Not A Single Story

Sarah Zhang, Explorations in Humanities: Connections and Conflicts

Unit 1 artifact

Selected past post from Unit 1

Humanity
Past Posts

In fact, tokenization goes with ghettoization. These days, I am constantly invited to things so that I will present the Third World point of view; when you are perceived as a token, you are also silenced in a certain way because, as you say, if you have been brought there it has been covered, they needn’t worry about it anymore, you slave their conscience. In the United States, being an Indian also brings a certain very curious problem. Over the centuries we have had histories of, let’s say, Indian indentured labor being taken to the Afro-Caribbean. After the change of regimes in certain African nations, Indians moved from Africa, then to Britain.; then Indians in waves in the early ‘60s, professional Indians, went to the Unites States as part of the brain drain. These Indians who are spread out over the world, for different kinds of historical reasons, they are diasporic...

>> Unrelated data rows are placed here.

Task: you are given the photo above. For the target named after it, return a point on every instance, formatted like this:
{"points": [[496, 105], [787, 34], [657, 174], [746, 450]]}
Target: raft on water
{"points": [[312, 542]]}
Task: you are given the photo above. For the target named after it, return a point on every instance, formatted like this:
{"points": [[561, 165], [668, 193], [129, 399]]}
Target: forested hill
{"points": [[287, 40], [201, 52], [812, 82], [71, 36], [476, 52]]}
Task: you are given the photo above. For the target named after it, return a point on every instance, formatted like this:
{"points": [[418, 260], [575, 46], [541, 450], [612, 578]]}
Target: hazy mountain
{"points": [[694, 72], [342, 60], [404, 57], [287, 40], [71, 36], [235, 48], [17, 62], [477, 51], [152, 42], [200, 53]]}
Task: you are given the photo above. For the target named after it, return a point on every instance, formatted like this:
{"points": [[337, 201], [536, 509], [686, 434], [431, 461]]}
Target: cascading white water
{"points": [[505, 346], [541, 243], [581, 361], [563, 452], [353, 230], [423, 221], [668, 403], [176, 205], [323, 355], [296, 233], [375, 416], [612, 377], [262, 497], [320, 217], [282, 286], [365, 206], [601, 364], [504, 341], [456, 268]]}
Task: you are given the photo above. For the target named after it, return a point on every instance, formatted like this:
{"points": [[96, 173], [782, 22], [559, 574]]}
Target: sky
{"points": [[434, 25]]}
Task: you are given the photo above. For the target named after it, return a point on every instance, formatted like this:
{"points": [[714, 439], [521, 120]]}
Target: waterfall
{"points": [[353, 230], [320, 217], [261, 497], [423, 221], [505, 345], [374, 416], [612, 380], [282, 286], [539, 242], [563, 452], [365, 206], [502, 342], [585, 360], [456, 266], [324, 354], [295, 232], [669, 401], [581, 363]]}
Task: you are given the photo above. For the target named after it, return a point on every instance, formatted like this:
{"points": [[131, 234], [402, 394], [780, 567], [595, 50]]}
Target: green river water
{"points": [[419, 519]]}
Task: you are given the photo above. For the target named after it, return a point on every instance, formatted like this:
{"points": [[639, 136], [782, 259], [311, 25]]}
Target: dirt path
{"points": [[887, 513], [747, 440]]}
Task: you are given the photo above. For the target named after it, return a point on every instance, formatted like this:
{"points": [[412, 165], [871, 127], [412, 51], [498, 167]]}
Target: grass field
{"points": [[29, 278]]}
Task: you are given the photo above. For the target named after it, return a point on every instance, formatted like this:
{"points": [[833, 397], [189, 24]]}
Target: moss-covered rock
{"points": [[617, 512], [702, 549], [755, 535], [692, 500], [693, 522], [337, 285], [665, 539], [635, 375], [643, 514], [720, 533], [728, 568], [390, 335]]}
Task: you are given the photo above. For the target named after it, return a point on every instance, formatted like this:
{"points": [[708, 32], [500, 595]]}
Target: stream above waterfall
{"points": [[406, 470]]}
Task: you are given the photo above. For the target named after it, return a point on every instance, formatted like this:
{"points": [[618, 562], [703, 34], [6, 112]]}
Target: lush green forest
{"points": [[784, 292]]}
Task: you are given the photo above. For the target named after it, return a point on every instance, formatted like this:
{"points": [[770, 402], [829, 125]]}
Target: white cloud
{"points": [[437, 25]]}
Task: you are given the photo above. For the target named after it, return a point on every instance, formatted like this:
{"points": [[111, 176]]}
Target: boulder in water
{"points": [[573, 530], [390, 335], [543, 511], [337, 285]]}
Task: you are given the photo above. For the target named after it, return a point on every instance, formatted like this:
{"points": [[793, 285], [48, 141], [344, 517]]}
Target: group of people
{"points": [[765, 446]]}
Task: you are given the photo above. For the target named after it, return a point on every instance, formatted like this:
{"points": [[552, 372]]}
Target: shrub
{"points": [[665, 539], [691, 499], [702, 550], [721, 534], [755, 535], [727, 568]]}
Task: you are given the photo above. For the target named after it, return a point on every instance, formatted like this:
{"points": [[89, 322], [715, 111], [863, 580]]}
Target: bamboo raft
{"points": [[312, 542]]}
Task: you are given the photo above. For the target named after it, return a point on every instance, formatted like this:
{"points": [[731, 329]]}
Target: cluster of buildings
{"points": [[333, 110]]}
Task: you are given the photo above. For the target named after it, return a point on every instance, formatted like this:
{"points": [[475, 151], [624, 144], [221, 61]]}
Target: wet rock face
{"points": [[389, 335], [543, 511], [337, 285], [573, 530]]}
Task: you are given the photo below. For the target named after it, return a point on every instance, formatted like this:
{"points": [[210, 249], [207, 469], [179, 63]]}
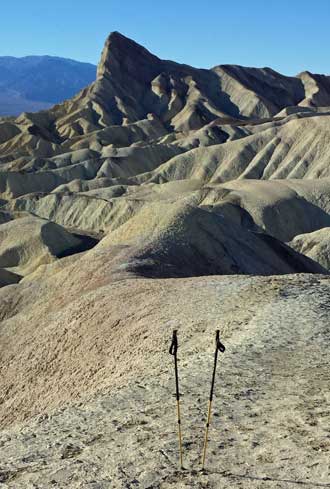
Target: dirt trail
{"points": [[270, 426]]}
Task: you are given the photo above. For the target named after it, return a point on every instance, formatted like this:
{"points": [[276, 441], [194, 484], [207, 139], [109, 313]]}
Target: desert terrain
{"points": [[162, 197]]}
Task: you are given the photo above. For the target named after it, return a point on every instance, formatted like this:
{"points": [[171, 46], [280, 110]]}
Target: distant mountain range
{"points": [[37, 82]]}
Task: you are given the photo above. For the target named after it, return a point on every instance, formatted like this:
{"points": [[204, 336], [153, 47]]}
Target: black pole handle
{"points": [[219, 345], [174, 344]]}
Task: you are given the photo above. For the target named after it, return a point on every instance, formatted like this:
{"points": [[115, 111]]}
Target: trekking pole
{"points": [[218, 347], [173, 351]]}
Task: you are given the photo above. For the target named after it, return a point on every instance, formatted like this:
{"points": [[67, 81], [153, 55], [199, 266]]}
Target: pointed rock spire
{"points": [[121, 54]]}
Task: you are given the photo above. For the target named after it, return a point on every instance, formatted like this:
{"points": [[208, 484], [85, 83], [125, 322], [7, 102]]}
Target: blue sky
{"points": [[290, 36]]}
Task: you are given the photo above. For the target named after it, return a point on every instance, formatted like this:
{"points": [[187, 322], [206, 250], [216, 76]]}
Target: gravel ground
{"points": [[270, 425]]}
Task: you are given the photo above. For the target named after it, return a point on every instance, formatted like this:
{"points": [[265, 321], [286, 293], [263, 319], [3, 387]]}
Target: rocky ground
{"points": [[270, 426]]}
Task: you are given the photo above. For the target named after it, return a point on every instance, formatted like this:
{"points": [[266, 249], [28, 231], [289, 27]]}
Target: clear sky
{"points": [[288, 35]]}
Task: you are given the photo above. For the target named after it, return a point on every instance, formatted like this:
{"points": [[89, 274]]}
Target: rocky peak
{"points": [[123, 56]]}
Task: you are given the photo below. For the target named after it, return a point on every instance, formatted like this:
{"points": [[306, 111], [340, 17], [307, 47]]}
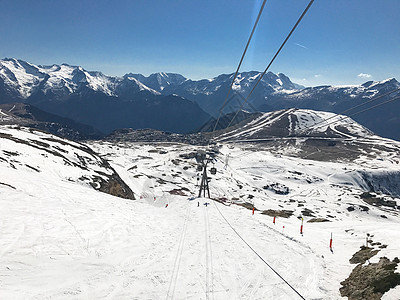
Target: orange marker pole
{"points": [[301, 227]]}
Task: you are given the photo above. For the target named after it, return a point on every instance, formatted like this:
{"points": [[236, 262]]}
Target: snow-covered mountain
{"points": [[38, 156], [61, 238], [159, 81], [383, 120], [29, 116], [104, 102], [108, 103], [22, 79]]}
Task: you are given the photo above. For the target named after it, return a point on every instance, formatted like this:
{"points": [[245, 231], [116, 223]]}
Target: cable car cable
{"points": [[258, 254], [240, 63], [272, 60]]}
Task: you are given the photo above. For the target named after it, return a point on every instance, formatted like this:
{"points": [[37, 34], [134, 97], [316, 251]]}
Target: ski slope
{"points": [[61, 239]]}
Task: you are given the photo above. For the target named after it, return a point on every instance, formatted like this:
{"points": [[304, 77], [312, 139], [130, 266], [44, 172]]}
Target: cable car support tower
{"points": [[203, 159]]}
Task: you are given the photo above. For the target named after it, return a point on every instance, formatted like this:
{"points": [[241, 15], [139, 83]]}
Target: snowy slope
{"points": [[36, 155], [62, 239], [25, 79], [296, 122]]}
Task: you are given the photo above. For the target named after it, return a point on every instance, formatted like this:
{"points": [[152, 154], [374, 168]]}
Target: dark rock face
{"points": [[370, 281]]}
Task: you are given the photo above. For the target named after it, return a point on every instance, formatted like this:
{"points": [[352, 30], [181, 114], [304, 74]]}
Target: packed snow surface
{"points": [[63, 240]]}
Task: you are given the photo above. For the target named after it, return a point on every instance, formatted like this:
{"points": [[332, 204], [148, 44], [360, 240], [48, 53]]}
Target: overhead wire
{"points": [[240, 63], [273, 59], [263, 260], [359, 112], [347, 110]]}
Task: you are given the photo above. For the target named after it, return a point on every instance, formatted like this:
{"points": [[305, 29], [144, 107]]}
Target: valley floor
{"points": [[64, 240]]}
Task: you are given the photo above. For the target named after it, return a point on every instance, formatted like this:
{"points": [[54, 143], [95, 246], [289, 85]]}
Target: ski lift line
{"points": [[272, 60], [178, 257], [209, 264], [240, 63], [258, 254], [367, 109], [333, 122], [349, 109]]}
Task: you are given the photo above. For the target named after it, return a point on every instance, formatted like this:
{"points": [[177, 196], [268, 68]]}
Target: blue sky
{"points": [[338, 41]]}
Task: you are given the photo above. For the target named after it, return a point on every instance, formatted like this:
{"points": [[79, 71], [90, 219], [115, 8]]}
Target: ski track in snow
{"points": [[63, 240]]}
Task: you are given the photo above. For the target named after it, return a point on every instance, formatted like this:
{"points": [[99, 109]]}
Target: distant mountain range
{"points": [[171, 102]]}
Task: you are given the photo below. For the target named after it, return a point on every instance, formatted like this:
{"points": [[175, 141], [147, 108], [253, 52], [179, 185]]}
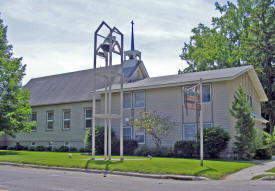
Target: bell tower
{"points": [[132, 54]]}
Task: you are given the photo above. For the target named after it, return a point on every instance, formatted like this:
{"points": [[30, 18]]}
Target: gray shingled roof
{"points": [[206, 76], [67, 87]]}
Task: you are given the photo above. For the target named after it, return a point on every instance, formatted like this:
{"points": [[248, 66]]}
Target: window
{"points": [[50, 117], [66, 144], [88, 117], [34, 119], [139, 99], [127, 133], [190, 130], [33, 144], [127, 100], [206, 93], [66, 119], [140, 136]]}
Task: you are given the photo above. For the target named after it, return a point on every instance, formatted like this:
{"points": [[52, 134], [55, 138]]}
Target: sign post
{"points": [[201, 125]]}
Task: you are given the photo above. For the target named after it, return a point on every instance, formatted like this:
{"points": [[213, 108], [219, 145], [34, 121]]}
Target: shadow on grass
{"points": [[10, 153], [205, 171]]}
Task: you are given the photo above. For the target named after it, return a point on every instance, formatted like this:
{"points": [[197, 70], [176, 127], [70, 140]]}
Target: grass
{"points": [[271, 170], [212, 169], [262, 175]]}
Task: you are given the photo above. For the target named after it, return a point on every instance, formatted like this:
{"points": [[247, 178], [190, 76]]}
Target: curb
{"points": [[142, 175], [267, 178]]}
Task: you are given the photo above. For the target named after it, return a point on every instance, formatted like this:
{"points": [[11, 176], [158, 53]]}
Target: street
{"points": [[30, 179]]}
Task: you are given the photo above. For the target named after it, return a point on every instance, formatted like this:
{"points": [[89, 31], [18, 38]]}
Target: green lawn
{"points": [[212, 169], [271, 170]]}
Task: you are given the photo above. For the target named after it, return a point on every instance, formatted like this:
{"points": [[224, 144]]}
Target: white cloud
{"points": [[57, 36]]}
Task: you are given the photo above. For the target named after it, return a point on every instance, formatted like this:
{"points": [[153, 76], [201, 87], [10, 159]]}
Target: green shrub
{"points": [[40, 148], [10, 148], [25, 148], [32, 149], [129, 146], [3, 147], [215, 140], [83, 150], [263, 154], [142, 151], [154, 151], [63, 149], [185, 148], [161, 152], [18, 147]]}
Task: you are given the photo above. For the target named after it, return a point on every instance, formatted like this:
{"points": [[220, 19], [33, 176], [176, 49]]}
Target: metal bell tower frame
{"points": [[105, 50]]}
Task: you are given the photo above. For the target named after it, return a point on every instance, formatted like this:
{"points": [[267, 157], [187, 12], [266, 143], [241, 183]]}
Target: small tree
{"points": [[155, 124], [14, 106], [245, 139]]}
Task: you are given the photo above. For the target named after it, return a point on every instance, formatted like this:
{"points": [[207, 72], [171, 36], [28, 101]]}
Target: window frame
{"points": [[89, 118], [140, 143], [63, 120], [47, 120], [135, 98], [187, 86], [35, 127], [210, 92], [131, 134], [184, 137], [131, 101]]}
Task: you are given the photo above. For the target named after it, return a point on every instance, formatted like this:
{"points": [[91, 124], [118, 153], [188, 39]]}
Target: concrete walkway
{"points": [[249, 173]]}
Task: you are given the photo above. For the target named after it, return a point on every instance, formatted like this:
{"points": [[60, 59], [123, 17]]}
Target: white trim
{"points": [[47, 120], [88, 118], [134, 100], [131, 134], [63, 120], [140, 143], [33, 130], [131, 95]]}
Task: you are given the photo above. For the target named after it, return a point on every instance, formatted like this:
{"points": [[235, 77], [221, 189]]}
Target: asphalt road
{"points": [[29, 179]]}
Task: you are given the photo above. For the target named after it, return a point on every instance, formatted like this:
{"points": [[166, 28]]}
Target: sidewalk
{"points": [[249, 173]]}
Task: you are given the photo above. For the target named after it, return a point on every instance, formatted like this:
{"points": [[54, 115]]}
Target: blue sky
{"points": [[56, 36]]}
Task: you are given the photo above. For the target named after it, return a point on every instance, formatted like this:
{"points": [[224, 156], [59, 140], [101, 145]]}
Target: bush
{"points": [[3, 147], [32, 149], [73, 149], [129, 146], [215, 140], [18, 147], [185, 148], [40, 148], [83, 150], [161, 152], [26, 148], [154, 151], [10, 148], [63, 149], [142, 151], [263, 154]]}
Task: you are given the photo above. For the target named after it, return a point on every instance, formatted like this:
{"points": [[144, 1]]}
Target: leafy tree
{"points": [[155, 124], [242, 35], [245, 139], [14, 106]]}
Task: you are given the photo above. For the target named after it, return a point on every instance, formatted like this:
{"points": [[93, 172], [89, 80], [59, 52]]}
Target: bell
{"points": [[105, 46]]}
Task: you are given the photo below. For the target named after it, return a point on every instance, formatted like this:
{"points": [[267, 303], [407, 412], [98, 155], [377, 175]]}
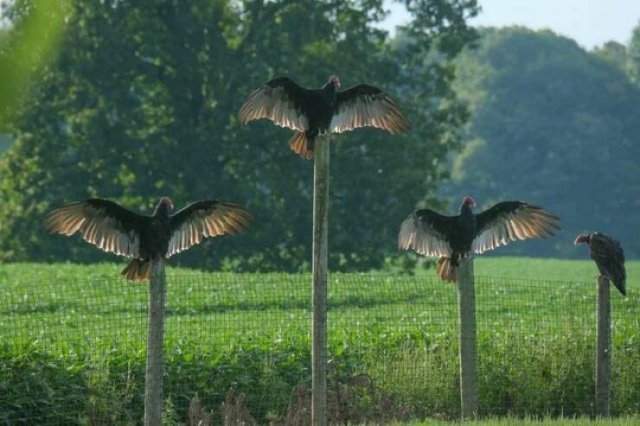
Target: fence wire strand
{"points": [[73, 352]]}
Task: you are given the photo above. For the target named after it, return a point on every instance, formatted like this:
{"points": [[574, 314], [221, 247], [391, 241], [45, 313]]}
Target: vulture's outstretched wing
{"points": [[203, 219], [367, 106], [426, 233], [609, 257], [511, 221], [103, 223], [280, 100]]}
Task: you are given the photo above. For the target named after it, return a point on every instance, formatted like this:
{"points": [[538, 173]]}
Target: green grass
{"points": [[511, 421], [73, 337]]}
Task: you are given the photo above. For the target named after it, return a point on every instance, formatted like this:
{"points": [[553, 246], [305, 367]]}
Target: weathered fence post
{"points": [[319, 290], [153, 392], [603, 348], [467, 316]]}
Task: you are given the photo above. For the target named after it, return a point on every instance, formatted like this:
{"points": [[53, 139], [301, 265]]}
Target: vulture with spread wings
{"points": [[311, 112], [609, 257], [454, 237], [114, 229]]}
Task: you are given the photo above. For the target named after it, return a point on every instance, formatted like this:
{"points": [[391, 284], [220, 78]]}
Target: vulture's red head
{"points": [[582, 239], [165, 205], [468, 201], [333, 79]]}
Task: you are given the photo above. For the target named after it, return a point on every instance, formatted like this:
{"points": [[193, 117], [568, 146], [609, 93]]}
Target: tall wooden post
{"points": [[467, 316], [319, 291], [603, 348], [153, 391]]}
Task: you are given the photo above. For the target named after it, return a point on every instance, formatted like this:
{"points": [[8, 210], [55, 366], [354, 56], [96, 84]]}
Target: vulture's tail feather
{"points": [[447, 270], [137, 270], [302, 145]]}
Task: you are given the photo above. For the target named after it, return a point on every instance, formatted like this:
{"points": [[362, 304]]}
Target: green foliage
{"points": [[554, 125], [143, 102], [73, 343], [633, 55], [27, 48]]}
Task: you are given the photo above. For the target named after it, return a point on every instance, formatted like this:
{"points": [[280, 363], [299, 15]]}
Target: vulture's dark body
{"points": [[319, 105], [146, 239], [451, 238], [462, 233], [155, 234], [608, 255], [311, 112]]}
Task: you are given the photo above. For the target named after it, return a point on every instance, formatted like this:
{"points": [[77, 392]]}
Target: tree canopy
{"points": [[554, 125], [142, 102]]}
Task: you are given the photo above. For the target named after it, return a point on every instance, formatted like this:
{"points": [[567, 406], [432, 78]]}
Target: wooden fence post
{"points": [[603, 348], [153, 391], [467, 319], [319, 284]]}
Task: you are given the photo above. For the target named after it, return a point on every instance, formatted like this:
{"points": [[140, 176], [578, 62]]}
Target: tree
{"points": [[144, 97], [633, 55], [555, 125]]}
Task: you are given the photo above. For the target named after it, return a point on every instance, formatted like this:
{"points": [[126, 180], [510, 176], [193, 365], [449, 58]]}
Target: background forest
{"points": [[141, 101]]}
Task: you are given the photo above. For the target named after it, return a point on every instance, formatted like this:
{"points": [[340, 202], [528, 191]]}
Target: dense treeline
{"points": [[555, 125], [142, 101]]}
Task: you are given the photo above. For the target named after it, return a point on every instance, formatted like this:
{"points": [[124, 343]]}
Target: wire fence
{"points": [[237, 349]]}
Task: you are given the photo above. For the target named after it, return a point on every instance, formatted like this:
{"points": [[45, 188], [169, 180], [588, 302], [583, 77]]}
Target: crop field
{"points": [[73, 338]]}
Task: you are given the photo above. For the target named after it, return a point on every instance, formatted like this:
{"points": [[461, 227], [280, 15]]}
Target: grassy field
{"points": [[73, 341], [511, 421]]}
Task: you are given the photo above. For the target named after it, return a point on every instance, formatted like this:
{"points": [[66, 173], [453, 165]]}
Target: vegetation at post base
{"points": [[557, 126], [142, 101], [73, 344]]}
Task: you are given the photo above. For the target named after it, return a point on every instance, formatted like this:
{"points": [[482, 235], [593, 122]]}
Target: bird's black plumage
{"points": [[453, 237], [311, 112], [609, 257], [117, 230]]}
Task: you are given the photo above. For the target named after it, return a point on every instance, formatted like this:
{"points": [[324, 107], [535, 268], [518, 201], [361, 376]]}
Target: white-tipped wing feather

The Indian community in the United States is the only colored community which came in with the brain drain. This is quite different from Indians and Pakistanis in Britain, and certainly very different from Indians of the Afro-Caribbean diaspora. And therefore we are used as an alibi, since we don’t share the same history of oppression with the local Blacks, the east Asians, and the Hispanics; on the other hand, our skins are not white, and since most of us are post-colonials we were trained in the British way, so there is a certain sort of Anglomania in the United States, we can be used as affirmative-action alibis.

Questions of Multiculturalism by Gayatri Chakravorty Spivak

….When I first read the passage I was confused not only due to my lack of proficiency in language, but also because I found difficulties understanding the idea that “tokenization goes with ghettoization” and how it connects to the example of Indians in the United States as “affirmative-action alibis”. Both tokenization and ghettoization describe a situation where some people gain the prominent right to speak for all in a certain group. But a question that never came to me is that, these tokens, who should serve the function of speaking for the group, actually speak in such a generalized term that their words ignores the difference within the same group. For example, Indians in the U.S. speak in term of all Indian immigrants, but in fact the situations for Indians in Britain and Afro-Caribbean may be so different that Indians in the U.S. are not qualified to represent. And why these tokens actually speak not for the group they represent, but for the dominant group?

After my discussion with two Hum students, I realized how this can actually connect to the topic of language Prof. Quillen talked about and the idea of “authenticity”. What the tokens speak are taken as the “authentic” situation for the group; and any people who don’t fit this “authentic” definition of the group are thus rejected from public attention. Moreover, language only speaks the subjective truths. What I also found ironic is the fact that, when a wave of benevolence of the dominant group seeks to amplify the voice of marginalized group, what they did is actually “putting it under the carpet with the demand of authentic voices”. The reason why these certain people can be pursued as tokens is that the dominant group understands their problem because it is identical with the problem at home. And the subjective experiences of these people become the objective experience of all. And thus, the dominant groups, who think they are listening to the voices of the marginalized groups, actually filters out the voices they cannot understand. In other words, the communication between dominant group and marginalized group is ineffective. And according to the author, the distinction between diasporic cultures needs to be made.